Following a judicial review in the High Court, it was ruled that 37 former green belt sites in Leeds City Council’s site allocations plan (a document which outlines sites suitable for housebuilding) should be re-examined by the government. It is as yet unclear on when a final decision is going to be made on the sites by the Government on whether these should be included in the site allocations plan.
Speaking on behalf of the developer, Phil Brock told the meeting:
“We appreciate this may appear as a very new and emotive proposal, given the site’s reversion to green belt.
“An SAP allocation is not essential. In this case, the complete redevelopment of previously developed land would not cause substantial harm to openness of green belt and would meet housing needs.
“The need for affordable housing is particularly acute in Horsforth.”
He added the scheme would deliver significant benefits, and continue to contribute to education in Leeds.
During a discussion on the plans, Coun Peter Gruen (Lab) said:
“It is my considered view that in principle this site is developable and it qualifies for development. What detracts from development is the standard and quality and the layout.
“This is a long way away from where I would like it to be.”
He proposed approving the development in principle but instructing council officers to work with developers to improve the designs.
Coun Dan Cohen (Con) said: “I find lots of what Coun Gruen said attractive, but I think it’s taking an easy way out.
“The school places that have been raised are a major issue. I share the view in terms of the design as being utterly atrocious.
“Why are we having this conversation? Is this land not green belt?

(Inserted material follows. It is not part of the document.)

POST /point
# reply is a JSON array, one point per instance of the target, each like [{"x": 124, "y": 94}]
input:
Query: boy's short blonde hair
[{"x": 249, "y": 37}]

“This land has been taken out of the SAP by a high court judge, and has been put back into green belt. It is not an allocated site, and it has been made very clear to us that it is not to be treated as such.
“It is green belt land to be afforded the protection of green belt land. This is the countryside.”
Following a three-hour debate on the subject, councillors on the panel voted to approve the plans in principle, but asked parts of the development to be significantly improved before giving full permission to the site.